March came and went in a flash, didn’t it? If I didn’t take notes throughout the month, I wouldn’t be able to tell you what transpired. Whew! With three months down, here is my progress thus far.


New Year’s Resolutions: 2021 – March Update


Health & Wellness

  1. Don’t die. If you’re reading this, I’m still kicking. I’m scheduled to talk to an allergist/immunologist and possibly rheumatologist in April to discuss autoimmune disease and get my body into a happier place.
  2. Move my body daily. I went on a 2-mile walk each day in March, and went twice on several occasions. The temperature has been in the 70s-80s, so we’re taking advantage of the nice weather before it gets too hot… which is beginning to happen, unfortunately.
  3. Prioritize sleep. I’m fortunate to be able to work from home and to have a flexible work schedule, so I go to bed at 9pm each night and wake up between 5am and 7am, depending on my body’s needs.
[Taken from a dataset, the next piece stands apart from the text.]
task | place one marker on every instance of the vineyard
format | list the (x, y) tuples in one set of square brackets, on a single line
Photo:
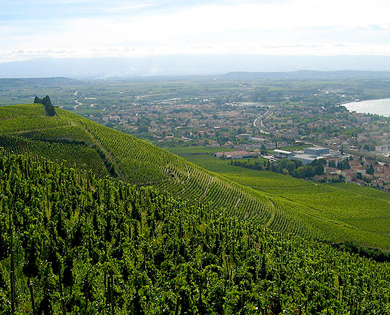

Sleep remains my top priority. I had a bizarre bit of insomnia this month, which was seemingly caused by a Resveratrol supplement.
  4. Continue to eat healthfully. Done. We get 90% of our produce from a local farm and most of our ethically-raised meats from a local butcher, and consume almost no processed foods. I follow a strict low-glycemic, paleo diet/lifestyle plan and supplement for identified deficiencies. I’ve been especially tired this month, so there has been a bit more snacking and fewer “real” meals that usual.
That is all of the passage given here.